PIs: Emma Mercier, Luc Paquette
University of Illinois at Urbana-Champaign
This project is focused on the teaching of collaborative problem solving activities in introductory engineering courses and builds on a prior project to design tools for collaborative sketching in these courses. The project is based on a recognition of the importance of collaborating in engineering, the need for student to learn this skill, the value of collaborative learning tasks for engaging students in authentic problem solving activities, and the difficulty that graduate student teaching assistants (TAs) encounter when trying to teach in this way. There are two parts to the technology innovation. The first part is a set of tools for the teaching assistants, to help them manage the classroom technologies, and to help them understand how to intervene in groups who are struggling with the content or collaborative processes. The second part is a set of tools for the students. Building on the collaborative sketch software previously developed, prompts to support their collaborative processes will be embedded in the software students will use, based on analysis of the logfiles that help determine who needs what prompts when. Research goals include understanding how receiving prompts changes the nature of students’ collaborative activity, and how receiving insight into the difficulties students are having helps TAs learn about to foster collaborative learning in their classes.

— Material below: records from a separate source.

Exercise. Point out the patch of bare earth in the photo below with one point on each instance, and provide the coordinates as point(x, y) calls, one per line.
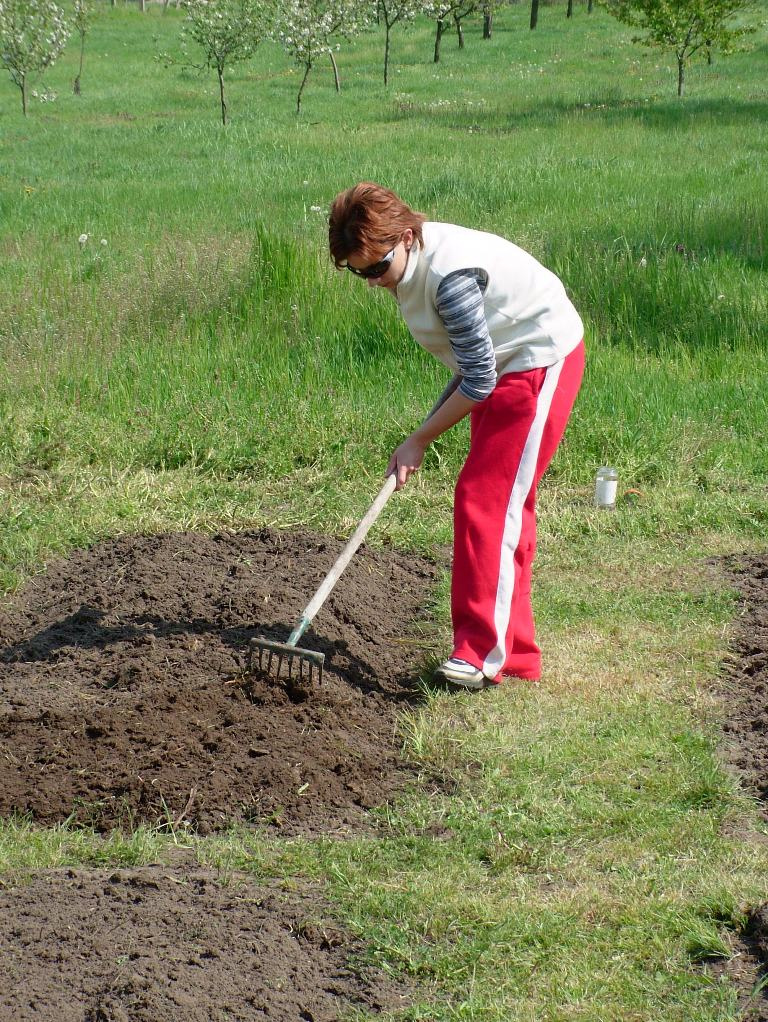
point(163, 944)
point(125, 695)
point(744, 708)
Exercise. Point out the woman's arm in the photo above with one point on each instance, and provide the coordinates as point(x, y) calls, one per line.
point(408, 457)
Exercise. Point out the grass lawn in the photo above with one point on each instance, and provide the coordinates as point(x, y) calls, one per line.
point(206, 367)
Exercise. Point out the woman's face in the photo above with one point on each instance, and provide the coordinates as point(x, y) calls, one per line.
point(394, 273)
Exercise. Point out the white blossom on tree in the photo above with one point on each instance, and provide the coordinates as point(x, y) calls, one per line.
point(33, 34)
point(684, 27)
point(226, 32)
point(307, 30)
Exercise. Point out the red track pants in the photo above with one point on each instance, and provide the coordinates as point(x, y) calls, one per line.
point(514, 433)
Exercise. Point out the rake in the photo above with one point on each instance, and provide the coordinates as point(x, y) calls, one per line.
point(309, 663)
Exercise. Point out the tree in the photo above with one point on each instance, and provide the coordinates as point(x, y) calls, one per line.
point(441, 10)
point(84, 13)
point(306, 28)
point(685, 27)
point(392, 11)
point(33, 34)
point(226, 31)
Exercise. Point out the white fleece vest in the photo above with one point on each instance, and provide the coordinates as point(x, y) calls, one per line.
point(531, 320)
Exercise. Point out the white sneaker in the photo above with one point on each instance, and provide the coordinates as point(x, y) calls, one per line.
point(461, 675)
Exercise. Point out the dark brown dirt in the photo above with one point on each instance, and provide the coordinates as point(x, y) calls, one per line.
point(161, 944)
point(124, 695)
point(744, 708)
point(746, 703)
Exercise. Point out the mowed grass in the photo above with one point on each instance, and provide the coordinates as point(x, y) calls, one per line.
point(207, 367)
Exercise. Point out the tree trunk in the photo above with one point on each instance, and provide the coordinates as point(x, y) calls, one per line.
point(335, 71)
point(76, 86)
point(220, 72)
point(438, 40)
point(459, 32)
point(307, 70)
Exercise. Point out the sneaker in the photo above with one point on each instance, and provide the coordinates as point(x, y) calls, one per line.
point(461, 675)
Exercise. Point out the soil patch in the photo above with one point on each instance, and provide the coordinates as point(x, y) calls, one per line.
point(744, 708)
point(746, 703)
point(160, 944)
point(125, 696)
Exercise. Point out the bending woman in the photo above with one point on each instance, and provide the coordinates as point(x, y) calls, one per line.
point(504, 325)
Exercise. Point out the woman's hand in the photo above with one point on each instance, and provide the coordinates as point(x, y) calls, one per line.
point(406, 459)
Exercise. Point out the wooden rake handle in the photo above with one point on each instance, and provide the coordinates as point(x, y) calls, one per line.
point(344, 558)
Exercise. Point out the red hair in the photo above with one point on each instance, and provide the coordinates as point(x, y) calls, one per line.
point(369, 220)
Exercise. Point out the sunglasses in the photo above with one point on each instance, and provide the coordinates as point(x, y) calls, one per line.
point(375, 269)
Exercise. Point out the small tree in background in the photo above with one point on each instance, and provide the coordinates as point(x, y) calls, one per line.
point(306, 29)
point(226, 31)
point(33, 34)
point(685, 27)
point(392, 11)
point(442, 10)
point(85, 11)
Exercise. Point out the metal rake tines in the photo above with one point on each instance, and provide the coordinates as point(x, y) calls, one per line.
point(298, 666)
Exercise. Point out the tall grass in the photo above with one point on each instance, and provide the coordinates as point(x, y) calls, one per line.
point(208, 367)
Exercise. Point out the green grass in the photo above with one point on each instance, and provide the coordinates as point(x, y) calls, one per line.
point(208, 367)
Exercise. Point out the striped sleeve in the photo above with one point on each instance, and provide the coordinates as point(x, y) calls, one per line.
point(459, 305)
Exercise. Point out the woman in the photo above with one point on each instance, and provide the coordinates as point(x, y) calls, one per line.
point(505, 326)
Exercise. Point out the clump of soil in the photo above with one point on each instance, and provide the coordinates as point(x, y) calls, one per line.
point(160, 944)
point(125, 695)
point(744, 707)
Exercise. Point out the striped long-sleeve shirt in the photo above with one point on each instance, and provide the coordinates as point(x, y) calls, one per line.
point(459, 305)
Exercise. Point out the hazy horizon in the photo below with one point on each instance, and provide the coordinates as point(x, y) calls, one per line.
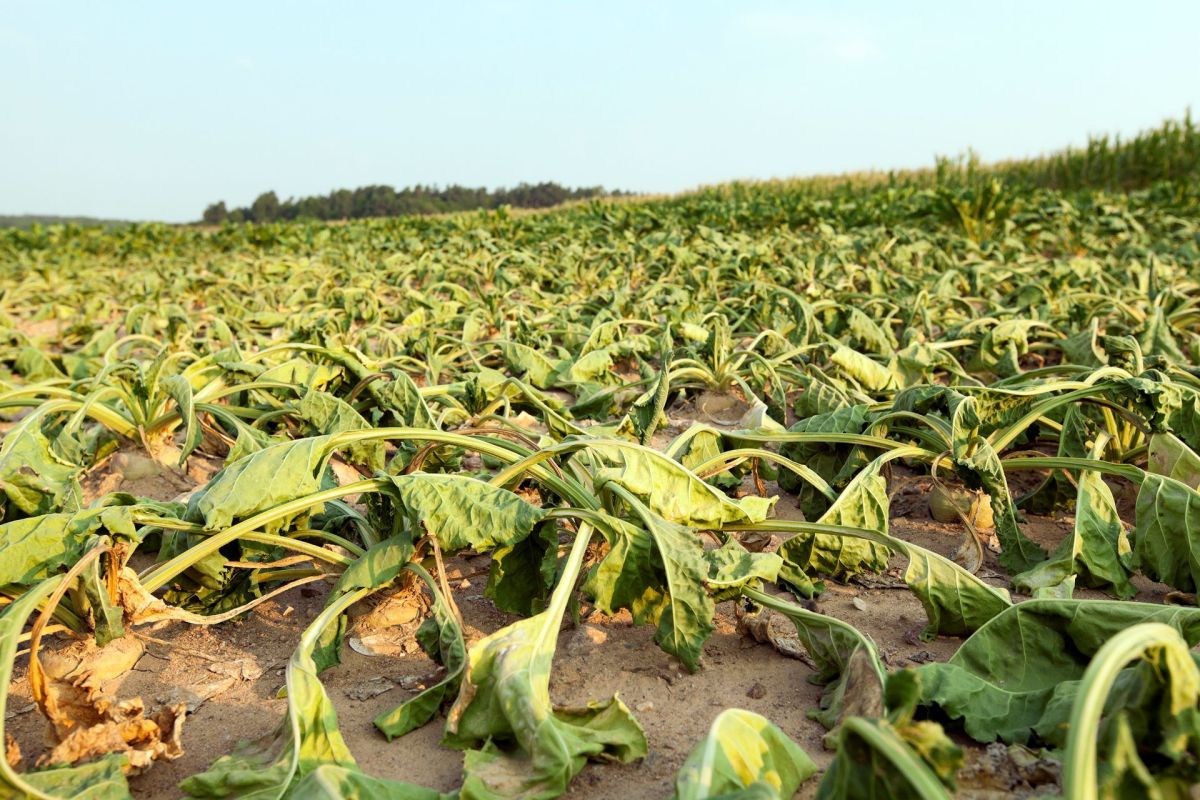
point(151, 112)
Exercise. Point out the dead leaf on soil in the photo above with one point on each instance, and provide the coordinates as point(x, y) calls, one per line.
point(772, 627)
point(75, 689)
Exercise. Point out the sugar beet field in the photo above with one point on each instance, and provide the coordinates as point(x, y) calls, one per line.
point(865, 487)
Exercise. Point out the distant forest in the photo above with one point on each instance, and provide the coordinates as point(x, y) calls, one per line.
point(388, 202)
point(30, 220)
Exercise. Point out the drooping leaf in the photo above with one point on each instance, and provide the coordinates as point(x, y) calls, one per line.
point(462, 511)
point(1165, 543)
point(261, 481)
point(1003, 677)
point(444, 637)
point(743, 755)
point(328, 414)
point(179, 390)
point(505, 699)
point(671, 491)
point(1097, 549)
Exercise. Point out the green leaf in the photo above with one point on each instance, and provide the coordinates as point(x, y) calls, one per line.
point(1168, 455)
point(874, 762)
point(462, 511)
point(521, 575)
point(505, 699)
point(846, 661)
point(648, 411)
point(442, 631)
point(669, 489)
point(34, 480)
point(1003, 677)
point(34, 548)
point(327, 414)
point(1018, 552)
point(401, 398)
point(743, 751)
point(731, 567)
point(179, 390)
point(862, 504)
point(667, 587)
point(307, 739)
point(835, 463)
point(263, 480)
point(1165, 545)
point(1097, 551)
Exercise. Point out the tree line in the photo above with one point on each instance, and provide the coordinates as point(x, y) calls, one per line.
point(388, 202)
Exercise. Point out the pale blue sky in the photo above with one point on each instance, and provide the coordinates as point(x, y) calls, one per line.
point(154, 109)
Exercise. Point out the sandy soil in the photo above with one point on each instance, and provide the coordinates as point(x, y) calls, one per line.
point(604, 655)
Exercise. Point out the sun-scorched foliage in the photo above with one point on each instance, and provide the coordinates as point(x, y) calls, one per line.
point(385, 395)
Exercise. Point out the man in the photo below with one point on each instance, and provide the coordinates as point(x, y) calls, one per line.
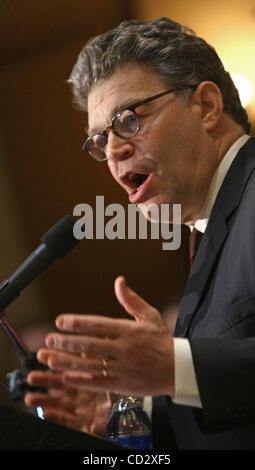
point(167, 118)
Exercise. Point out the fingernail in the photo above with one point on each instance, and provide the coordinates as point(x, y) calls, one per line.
point(60, 322)
point(50, 341)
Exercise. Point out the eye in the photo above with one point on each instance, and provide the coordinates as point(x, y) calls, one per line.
point(100, 140)
point(126, 123)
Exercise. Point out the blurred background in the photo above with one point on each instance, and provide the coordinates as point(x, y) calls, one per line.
point(44, 174)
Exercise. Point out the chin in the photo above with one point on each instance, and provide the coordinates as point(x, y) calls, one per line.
point(154, 213)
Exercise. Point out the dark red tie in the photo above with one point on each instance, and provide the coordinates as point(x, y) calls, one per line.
point(194, 240)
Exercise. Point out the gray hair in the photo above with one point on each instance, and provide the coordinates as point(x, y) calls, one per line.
point(172, 51)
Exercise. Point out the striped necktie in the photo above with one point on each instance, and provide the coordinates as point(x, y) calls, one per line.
point(194, 240)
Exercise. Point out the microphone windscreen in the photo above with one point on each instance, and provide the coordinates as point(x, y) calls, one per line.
point(60, 238)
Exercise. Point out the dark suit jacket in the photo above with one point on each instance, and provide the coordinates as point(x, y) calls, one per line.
point(218, 309)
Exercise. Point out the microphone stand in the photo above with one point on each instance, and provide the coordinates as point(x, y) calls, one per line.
point(18, 385)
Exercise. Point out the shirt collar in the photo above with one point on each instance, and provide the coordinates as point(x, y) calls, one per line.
point(217, 180)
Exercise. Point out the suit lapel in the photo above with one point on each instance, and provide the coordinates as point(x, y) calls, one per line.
point(215, 235)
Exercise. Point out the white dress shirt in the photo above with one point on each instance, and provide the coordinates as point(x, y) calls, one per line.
point(186, 389)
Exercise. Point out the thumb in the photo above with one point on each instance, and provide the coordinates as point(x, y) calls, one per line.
point(132, 302)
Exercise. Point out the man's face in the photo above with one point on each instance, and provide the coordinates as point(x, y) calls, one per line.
point(170, 148)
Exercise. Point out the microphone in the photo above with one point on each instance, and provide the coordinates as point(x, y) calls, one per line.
point(56, 243)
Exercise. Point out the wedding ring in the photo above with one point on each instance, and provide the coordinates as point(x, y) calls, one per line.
point(104, 367)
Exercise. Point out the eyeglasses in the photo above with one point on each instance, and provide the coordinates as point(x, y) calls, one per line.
point(124, 124)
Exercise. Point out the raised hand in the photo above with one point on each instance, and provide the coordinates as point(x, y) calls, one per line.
point(85, 411)
point(118, 355)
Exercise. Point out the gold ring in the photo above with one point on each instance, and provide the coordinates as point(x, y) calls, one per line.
point(104, 367)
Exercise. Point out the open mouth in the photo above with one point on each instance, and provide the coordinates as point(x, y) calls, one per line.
point(137, 181)
point(134, 179)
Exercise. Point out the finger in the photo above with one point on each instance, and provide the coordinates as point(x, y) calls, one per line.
point(92, 325)
point(62, 417)
point(44, 379)
point(133, 303)
point(62, 361)
point(86, 346)
point(41, 399)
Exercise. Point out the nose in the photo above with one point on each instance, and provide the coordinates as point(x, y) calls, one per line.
point(118, 148)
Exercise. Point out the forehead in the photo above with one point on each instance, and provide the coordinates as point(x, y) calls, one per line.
point(124, 87)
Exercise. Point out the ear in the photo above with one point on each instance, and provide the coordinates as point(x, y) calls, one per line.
point(209, 98)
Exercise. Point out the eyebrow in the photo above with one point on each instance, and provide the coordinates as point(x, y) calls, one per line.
point(130, 102)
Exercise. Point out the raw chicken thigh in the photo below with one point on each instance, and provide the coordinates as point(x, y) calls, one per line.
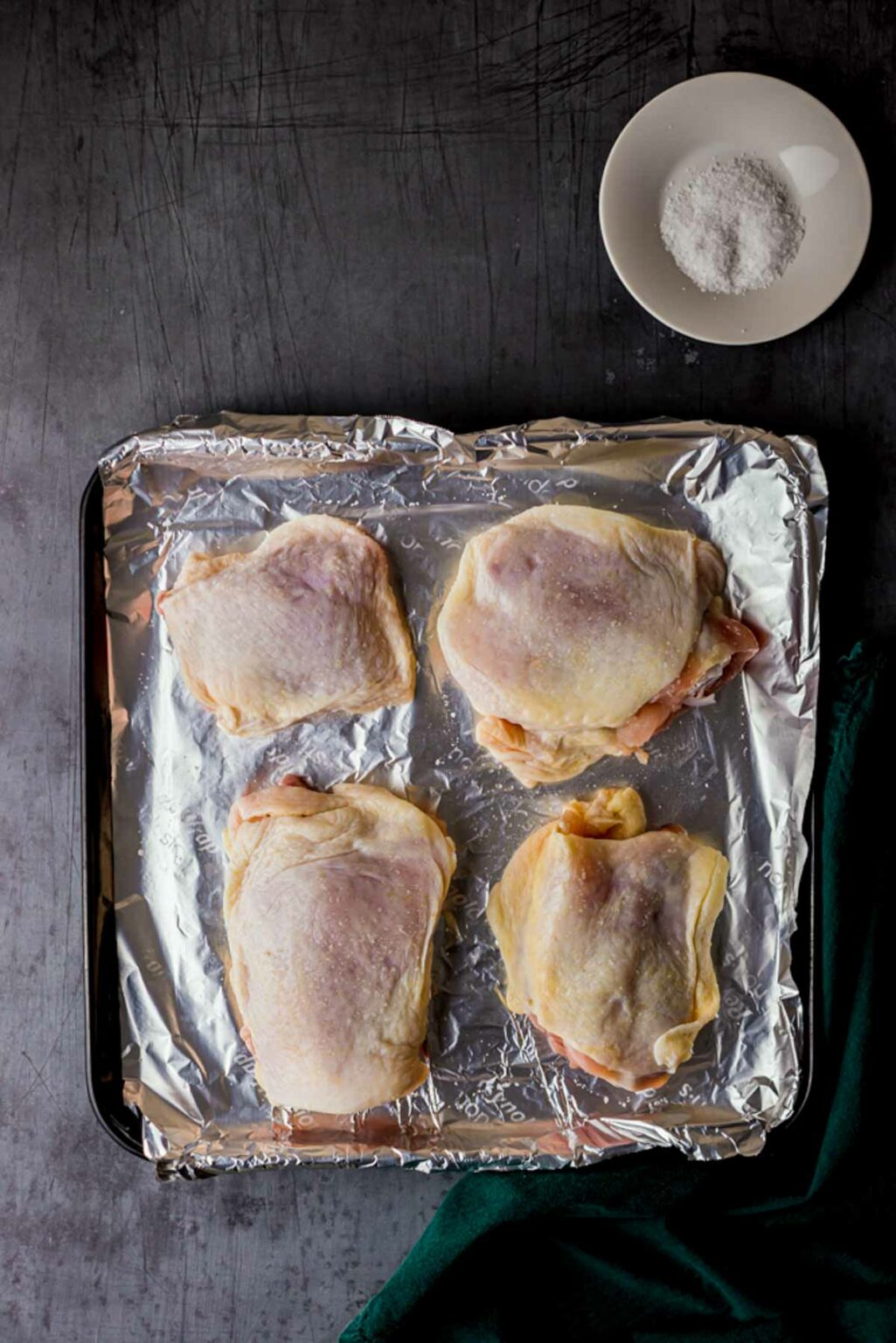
point(304, 623)
point(605, 929)
point(330, 904)
point(578, 633)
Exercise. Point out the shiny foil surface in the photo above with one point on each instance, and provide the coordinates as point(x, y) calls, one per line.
point(736, 772)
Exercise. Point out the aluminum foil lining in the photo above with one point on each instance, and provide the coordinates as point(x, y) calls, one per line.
point(736, 772)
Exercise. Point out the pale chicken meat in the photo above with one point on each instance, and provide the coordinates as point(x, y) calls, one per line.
point(578, 633)
point(330, 904)
point(605, 929)
point(305, 623)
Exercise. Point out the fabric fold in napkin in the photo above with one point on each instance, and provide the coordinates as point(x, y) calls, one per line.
point(795, 1242)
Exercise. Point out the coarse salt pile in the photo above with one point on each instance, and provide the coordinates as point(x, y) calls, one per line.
point(733, 227)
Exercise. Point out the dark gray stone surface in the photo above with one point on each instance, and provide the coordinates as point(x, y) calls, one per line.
point(330, 207)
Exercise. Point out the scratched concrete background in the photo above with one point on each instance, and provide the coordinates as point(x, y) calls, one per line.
point(330, 207)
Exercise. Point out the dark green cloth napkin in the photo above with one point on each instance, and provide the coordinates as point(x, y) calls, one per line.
point(798, 1242)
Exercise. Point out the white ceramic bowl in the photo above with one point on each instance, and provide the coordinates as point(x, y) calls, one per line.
point(720, 115)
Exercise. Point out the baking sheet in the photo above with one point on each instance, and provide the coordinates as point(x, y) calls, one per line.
point(736, 772)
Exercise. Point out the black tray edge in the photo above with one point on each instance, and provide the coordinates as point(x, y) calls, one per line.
point(102, 1024)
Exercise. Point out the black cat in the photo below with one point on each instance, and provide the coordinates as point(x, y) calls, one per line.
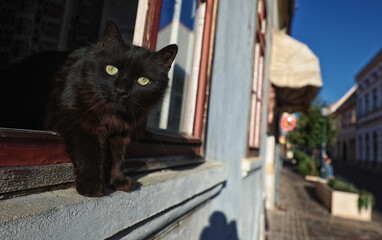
point(97, 96)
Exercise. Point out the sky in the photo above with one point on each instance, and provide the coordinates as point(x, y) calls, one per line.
point(344, 34)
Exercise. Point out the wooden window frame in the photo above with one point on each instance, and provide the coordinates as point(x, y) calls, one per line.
point(256, 99)
point(21, 149)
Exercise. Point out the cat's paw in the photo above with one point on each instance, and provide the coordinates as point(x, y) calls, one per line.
point(123, 184)
point(90, 190)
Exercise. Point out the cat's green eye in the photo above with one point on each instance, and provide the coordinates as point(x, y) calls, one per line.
point(111, 70)
point(143, 81)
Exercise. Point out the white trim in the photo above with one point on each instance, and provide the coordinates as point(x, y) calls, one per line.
point(64, 214)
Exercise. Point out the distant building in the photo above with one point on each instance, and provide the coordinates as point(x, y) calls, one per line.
point(369, 114)
point(344, 116)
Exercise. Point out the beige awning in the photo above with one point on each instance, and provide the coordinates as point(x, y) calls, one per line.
point(294, 72)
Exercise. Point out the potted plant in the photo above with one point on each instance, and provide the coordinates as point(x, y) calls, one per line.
point(345, 200)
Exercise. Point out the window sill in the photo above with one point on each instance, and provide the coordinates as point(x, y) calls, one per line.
point(63, 214)
point(250, 164)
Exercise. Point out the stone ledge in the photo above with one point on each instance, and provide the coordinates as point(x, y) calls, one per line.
point(63, 214)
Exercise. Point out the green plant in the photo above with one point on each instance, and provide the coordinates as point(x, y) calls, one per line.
point(339, 185)
point(364, 197)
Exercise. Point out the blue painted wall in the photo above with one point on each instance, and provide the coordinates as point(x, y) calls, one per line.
point(235, 212)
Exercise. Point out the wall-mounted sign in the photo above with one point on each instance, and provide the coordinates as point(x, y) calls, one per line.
point(288, 122)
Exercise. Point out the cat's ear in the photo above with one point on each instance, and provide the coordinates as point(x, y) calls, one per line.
point(111, 34)
point(167, 54)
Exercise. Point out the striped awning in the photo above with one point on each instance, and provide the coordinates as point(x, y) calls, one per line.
point(294, 72)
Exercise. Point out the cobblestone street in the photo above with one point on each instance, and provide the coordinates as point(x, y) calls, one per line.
point(301, 216)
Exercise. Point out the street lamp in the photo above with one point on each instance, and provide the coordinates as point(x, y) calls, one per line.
point(324, 114)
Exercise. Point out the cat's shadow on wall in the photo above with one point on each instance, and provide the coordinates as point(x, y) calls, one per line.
point(220, 228)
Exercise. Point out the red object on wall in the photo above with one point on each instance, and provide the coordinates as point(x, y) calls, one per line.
point(288, 122)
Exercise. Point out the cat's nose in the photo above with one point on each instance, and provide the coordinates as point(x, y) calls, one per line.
point(120, 91)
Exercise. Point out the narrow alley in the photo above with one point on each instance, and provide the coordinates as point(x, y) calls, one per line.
point(301, 216)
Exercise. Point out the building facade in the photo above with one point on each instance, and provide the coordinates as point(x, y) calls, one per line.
point(343, 114)
point(369, 114)
point(207, 180)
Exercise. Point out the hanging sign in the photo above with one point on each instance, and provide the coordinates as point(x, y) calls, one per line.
point(287, 122)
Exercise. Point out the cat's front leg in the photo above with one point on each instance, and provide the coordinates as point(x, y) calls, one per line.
point(87, 153)
point(118, 180)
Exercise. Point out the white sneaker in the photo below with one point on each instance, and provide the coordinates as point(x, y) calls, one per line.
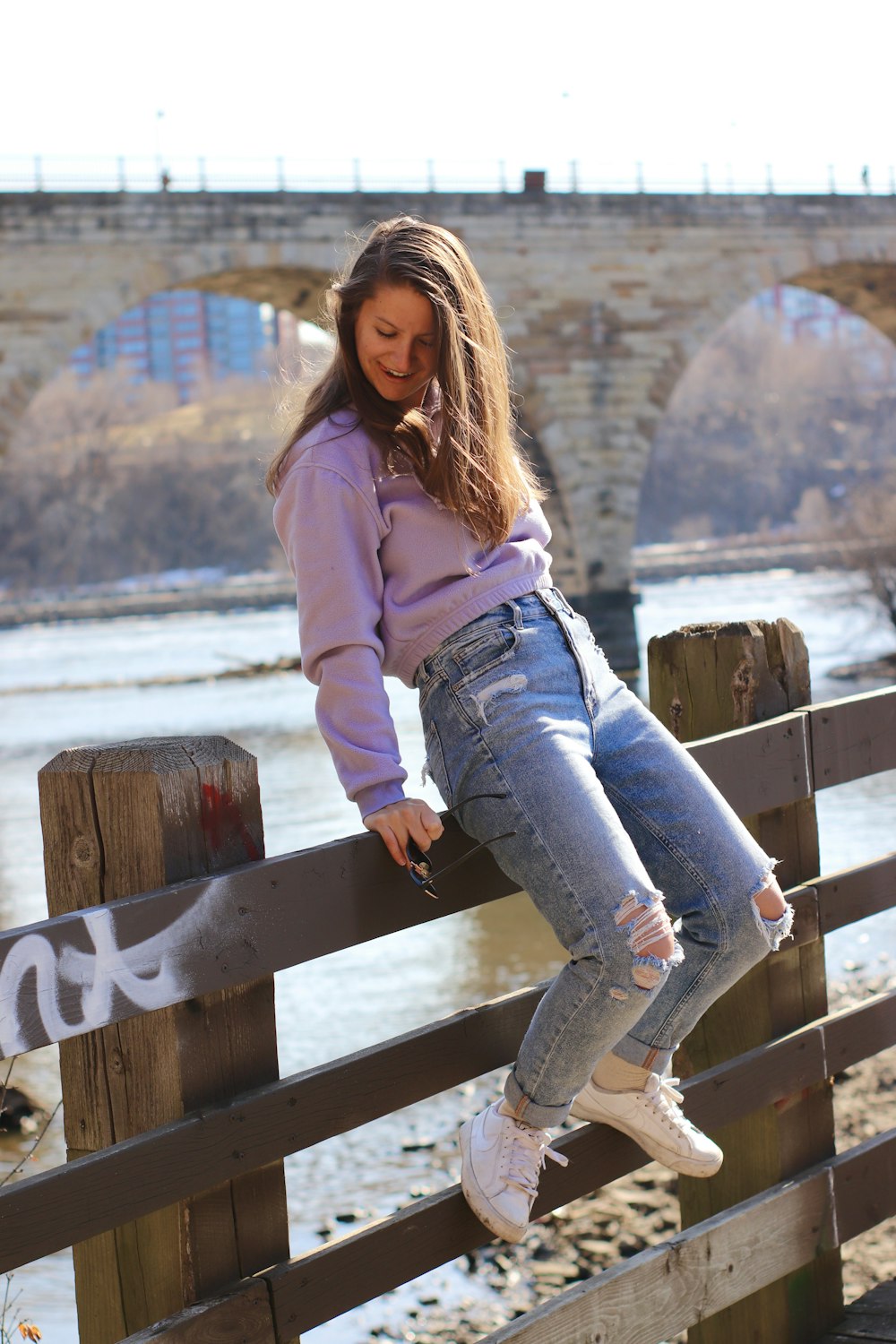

The PIs are addressing the difficulties encountered implementing collaborative learning activities in engineering courses by designing and studying tools for TAs and students in these classes. Through an iterative design approach, the PIs will design and study tools for TAs to orchestrate the classroom and collaboration activities and to tools for students which support their collaborative problem solving processes. The PIs will investigate the use of learning analytics in evaluating the collaborative practices of students using these tools; in particular, logfiles will be examined for collaborative indicators based on prior research on collaborative processes, then clustered to look for patterns of engagement, and finally used to create regression models of successful collaboration processes using machine learning techniques. Cross-validation of the models will be done with both logfile and video data to avoid overfitting. These insights will be provided to TAs to examine whether such information is helpful in determining how and when to intervene in groups. Findings from the research will provide insight into: 1) The knowledge that TAs need in order to successfully implement collaborative problem solving in undergraduate courses; 2) Whether TAs can learn more about collaborative problem solving with the support of tools aimed at helping them implement this form of pedagogy; 3) Whether students can learn collaborative problem solving skills through embedded prompts during multi-week collaborative activities and 4) The potential of analytics in determining when and how to reduce the collaboration supports from groups.